Ads have good money and all and it’s an easy job to get. It is like a quick bread and butter. But I never felt transiting into films. It just happened with the flow. By the time I was making songs, I used to meet new lyricists, artists, singers, and all. But then I don’t know how, but I got Mohit Suri’s contact from one of the singers. I called him up who then called me to his office. He liked some of my songs but he couldn’t place them in movies. One of my songs was supposed to come in ‘Half Girlfriend’ also but it didn’t.”
Through Mohit, Aajay got introduced to Sajid Maklai of Universal Music that eventually gave birth to ‘Teri Yaad’, Aajay’s first official project as a composer. “So basically, Mohit Suri is the one who introduced me to universal music. At that time there was no plan for them to come up with Vyrl or something. Within a month I joined they started Vyrl originals. And from there the song ‘Teri Yaad’ came out,” said Aajay.
About independent music, he says, “That time-independent music was just coming up. It was not like how it is today. T-Series was also not putting out singles. Vyrl originals were the first thing to come up with such content and break that film-non-film music thing. They just tried to enter that time. It was not a game-changer sort of a thing. Because things didn’t change that much after that song. During Tum Na Ho, this thing didn’t happen much. But it happened during Teri Yaad.”

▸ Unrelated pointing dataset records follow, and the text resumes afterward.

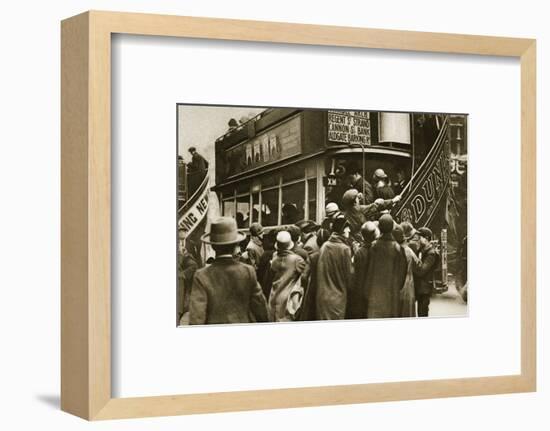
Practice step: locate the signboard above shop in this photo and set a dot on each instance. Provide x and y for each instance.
(277, 143)
(349, 127)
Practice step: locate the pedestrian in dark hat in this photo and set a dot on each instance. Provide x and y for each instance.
(407, 295)
(227, 291)
(331, 210)
(411, 236)
(334, 272)
(424, 272)
(308, 311)
(386, 272)
(357, 300)
(290, 274)
(357, 214)
(357, 182)
(296, 234)
(382, 187)
(309, 235)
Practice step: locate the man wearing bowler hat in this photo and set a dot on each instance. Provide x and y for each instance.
(424, 272)
(226, 291)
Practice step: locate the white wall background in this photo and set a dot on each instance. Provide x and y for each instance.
(29, 220)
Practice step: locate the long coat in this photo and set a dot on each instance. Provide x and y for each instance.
(287, 269)
(424, 272)
(334, 273)
(226, 292)
(310, 295)
(356, 216)
(407, 295)
(386, 273)
(357, 298)
(187, 266)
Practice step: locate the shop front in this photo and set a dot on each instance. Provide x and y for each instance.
(285, 164)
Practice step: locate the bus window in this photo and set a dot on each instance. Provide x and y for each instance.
(293, 203)
(229, 208)
(312, 198)
(270, 207)
(243, 211)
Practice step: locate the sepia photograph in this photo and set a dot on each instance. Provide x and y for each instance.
(300, 214)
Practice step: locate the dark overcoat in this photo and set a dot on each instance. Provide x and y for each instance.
(310, 296)
(424, 271)
(334, 274)
(386, 272)
(357, 306)
(356, 216)
(407, 295)
(226, 292)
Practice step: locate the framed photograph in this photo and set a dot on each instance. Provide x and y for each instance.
(264, 215)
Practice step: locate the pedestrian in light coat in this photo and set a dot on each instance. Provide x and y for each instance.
(289, 278)
(357, 299)
(407, 294)
(334, 273)
(424, 273)
(386, 273)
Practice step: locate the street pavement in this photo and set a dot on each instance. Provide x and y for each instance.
(449, 303)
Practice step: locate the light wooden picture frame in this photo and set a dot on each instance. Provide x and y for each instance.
(86, 213)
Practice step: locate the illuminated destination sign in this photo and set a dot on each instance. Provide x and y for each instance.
(349, 127)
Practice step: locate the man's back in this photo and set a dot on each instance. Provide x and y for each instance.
(226, 292)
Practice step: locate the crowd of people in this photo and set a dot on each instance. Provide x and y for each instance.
(358, 263)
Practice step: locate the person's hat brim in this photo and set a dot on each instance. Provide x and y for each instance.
(289, 246)
(413, 233)
(206, 239)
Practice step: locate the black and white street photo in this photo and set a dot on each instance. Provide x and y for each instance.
(294, 214)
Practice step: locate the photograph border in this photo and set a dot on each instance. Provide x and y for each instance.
(86, 213)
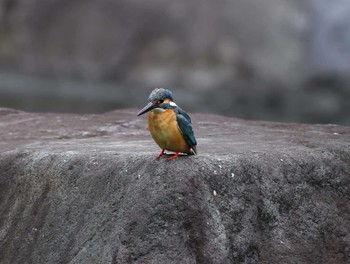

Even though he has been working as a music composer now, he hasn’t stopped working for advertisements. “I have always continued working for ads. Once a song is out, I move on. Because you live with that song so much throughout the process.”
About his demeanor towards self-promotion, he said, “I don’t promote myself as a music composer much because I feel people don’t bother unless you are the singer. I have felt it in many instances. I think this perception should change about music composers and songwriters. The idea of performing or featuring in my song is not in the mainstream now. I am working on some own content. I might start with my YouTube channel very soon. I will be doing different kinds of independent music kinds of stuff. Because whatever the independent songs are coming out, are not proper independent music. They are somewhat film music. Independent music is what there was in the 90s with Shaan, KK, Lucky Ali and all.”
Narrating the journey of Tum Na Ho before and during Covid 19 pandemic, Aajay recalls, “When I sent the Mukhda of Tum Na Ho to Sajid from universal music, it was instantly locked. Kunaal Vermaa came on board to write the lyrics of the song. It was a full male song in the first place. So we got Arjun kanungo. Then we thought to keep a female part also. And that’s how Prakriti Kakar came on board. It was not a difficult thing. It went with the flow.
Somehow Covid pandemic affected the wider popularity of the song. But on social media platforms, reels, tik tok videos (back then) helped the song to grow.”
Before Tum Na Ho and Teri Yaad, Aajay has collaborated for a South movie as well.
However, Covid 19 affected all the industries across the globe. Talking about the repercussions and present situation, Aajay says, “Lockdown has affected every industry more or less. But there are some ad works, digital pieces of stuff coming up to me. I also feel this is a good time for artists to focus more on themselves. Most of the singers have their music setup now. Things have become handier due to Covid. It has become very comfortable in terms of recording. There’s a big song coming up. And my ad projects are going on as well.”
“For digital ad films, we need to record some vocals. So I send the track to the singer and he dubs and sends it.
The vibes of a recording studio are missing, where creativity mingles with multiple artists at a time,” concludes Aajay.